What brought you two to Seattle in the first place?

“It’s the only place that accepts you being homeless,” Johnnie says, laughing. Poley adds: “It’s easier to be homeless here, because there’s so many outlets everywhere. Everywhere you turn there’s a mission. It’s impossible to starve—you’d have to try. It’s great.”

Are there rats down here?

“The rats are scarier than a lot of the people out here,” says Poley. “I had one crawl across my arm the other night. They smell like piss. You know when they’re in the tent—you smell them before you see them.” He points to their tent. One rat-sized hole has been plugged and taped over; another hangs open.

I keep walking. I pass one tent beside which an adult-sized punching bag hangs from the thick metal rafters above. After passing a bunch of empty tents, I come upon an occupied one. Its occupant, Josh looks to be in his mid-thirties, with glasses and chipped teeth. As he packs, Josh tells me that UGM will also be picking him up and helping him move, but like Poley and Johnnie, he’s not sure where to. Hopefully somewhere else under the freeway, he says, so he can stay dry.

What do you think of the eviction?

“I think it’s bogus,” Josh replies. “Where are these people going to go? Right out onto the city streets, and it’s going to be right in public view. People come up here to shoot dope out of the public eye. Now all that’s going to be put in the public eye.

“This is what we know, this is where we’re comfortable,” he says. “We come up here and mind our own business. Now we’ve got to be out in everybody’s eyes.”

I walk some more. I pass a plastic bag filled by a box of cookies and other slow-perishing foods dangled from the highway/ceiling by a bungie cord. A frying pan is fastened beside it.

Farther down the gray sand dunes, Andre Wright is changing when I call “Hello” from outside his tent. Wright’s been in the Jungle for almost a year, “in and out.” “It’s OK if you keep to yourself,” he says. “I ain’t had no problems.”
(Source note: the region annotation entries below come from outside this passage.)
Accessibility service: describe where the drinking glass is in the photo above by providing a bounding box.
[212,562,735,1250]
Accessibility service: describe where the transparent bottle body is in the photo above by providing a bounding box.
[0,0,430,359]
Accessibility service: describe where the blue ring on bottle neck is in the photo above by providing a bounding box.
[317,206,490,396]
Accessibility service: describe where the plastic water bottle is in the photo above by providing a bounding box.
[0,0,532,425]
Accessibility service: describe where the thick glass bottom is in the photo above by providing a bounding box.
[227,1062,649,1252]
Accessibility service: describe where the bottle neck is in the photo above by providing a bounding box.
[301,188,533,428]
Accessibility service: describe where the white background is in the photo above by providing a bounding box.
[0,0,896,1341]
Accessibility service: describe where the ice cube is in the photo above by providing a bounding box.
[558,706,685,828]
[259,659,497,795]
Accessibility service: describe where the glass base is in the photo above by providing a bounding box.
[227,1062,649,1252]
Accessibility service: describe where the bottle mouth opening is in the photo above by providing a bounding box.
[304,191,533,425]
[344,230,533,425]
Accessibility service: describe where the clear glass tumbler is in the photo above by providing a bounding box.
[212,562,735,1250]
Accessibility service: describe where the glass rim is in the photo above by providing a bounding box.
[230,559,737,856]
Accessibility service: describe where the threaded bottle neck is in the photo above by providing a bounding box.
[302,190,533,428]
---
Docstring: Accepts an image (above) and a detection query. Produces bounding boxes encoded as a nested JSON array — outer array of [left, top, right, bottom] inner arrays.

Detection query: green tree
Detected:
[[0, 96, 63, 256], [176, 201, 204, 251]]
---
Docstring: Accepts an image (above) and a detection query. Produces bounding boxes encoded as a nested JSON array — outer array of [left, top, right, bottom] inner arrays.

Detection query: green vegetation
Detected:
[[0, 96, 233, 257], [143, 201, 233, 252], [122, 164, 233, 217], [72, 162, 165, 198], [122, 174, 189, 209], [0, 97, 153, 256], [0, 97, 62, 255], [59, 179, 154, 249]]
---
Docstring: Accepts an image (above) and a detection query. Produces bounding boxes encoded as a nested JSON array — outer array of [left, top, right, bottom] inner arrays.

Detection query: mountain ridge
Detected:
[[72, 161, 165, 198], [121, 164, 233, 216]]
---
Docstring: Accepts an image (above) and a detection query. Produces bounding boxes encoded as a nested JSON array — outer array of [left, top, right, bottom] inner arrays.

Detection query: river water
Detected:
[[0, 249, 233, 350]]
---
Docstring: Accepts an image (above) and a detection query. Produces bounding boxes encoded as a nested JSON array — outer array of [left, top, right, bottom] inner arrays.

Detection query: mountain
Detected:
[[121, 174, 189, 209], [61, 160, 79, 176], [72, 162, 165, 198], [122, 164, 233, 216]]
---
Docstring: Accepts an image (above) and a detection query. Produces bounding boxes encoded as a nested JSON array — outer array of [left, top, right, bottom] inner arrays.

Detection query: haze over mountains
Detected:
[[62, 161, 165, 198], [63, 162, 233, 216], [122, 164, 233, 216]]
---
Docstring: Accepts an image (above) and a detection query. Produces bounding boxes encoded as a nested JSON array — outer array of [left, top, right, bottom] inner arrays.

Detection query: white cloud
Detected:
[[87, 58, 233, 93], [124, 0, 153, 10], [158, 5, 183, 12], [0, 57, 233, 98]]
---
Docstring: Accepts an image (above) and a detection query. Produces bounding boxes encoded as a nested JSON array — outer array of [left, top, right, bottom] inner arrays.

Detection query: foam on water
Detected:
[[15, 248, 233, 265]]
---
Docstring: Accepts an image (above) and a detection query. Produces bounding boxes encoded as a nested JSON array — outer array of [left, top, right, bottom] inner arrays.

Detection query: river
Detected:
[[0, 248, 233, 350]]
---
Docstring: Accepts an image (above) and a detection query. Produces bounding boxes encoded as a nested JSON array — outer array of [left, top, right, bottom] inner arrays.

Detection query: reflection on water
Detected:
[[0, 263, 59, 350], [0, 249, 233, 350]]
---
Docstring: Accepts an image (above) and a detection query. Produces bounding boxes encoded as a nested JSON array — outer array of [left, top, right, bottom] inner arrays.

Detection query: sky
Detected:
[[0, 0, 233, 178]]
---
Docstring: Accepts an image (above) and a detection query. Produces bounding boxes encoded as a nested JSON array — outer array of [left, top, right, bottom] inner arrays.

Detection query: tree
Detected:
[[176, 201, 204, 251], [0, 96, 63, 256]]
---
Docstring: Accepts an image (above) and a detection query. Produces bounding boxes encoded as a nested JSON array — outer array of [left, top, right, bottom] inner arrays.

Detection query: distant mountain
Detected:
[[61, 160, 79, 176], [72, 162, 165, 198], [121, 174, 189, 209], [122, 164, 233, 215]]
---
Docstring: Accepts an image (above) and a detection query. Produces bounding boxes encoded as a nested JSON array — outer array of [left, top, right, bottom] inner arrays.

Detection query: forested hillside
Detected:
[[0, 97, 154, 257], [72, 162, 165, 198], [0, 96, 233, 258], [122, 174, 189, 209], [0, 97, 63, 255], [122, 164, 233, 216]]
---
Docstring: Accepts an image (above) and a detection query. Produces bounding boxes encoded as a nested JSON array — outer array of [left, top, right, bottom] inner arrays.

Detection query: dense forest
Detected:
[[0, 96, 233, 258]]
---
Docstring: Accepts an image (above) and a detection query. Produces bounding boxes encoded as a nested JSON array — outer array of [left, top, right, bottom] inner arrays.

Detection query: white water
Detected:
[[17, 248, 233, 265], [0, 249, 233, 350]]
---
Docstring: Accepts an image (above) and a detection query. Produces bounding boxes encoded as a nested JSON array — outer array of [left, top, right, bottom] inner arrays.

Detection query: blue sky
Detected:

Early in the morning, Wright plans to leave the Jungle with what he can carry and move back in with family. When I ask why he didn’t you move in with them sooner, he says, “I needed a break.”

What do you think of the eviction?

“They gotta do what they gotta do,” Wright says. “I respect that. They’re looking at fires, shooting, a lot garbage. They’re right. You can’t argue with them.”

I keep walking, until it becomes clear that I’m approaching the southern terminus of the Jungle (or at least this section of it). I turn around, and begin the slow walk back. Rats scamper in the twilight. Thunk, thunk, thunk. As I near my entry and exit, I pass a campfire uphill from me, surrounded by half a dozen people. A man stands on the edge of the camp site facing the service road I’m walking on, rambling incoherently to the night, silhouetted against the orange glow.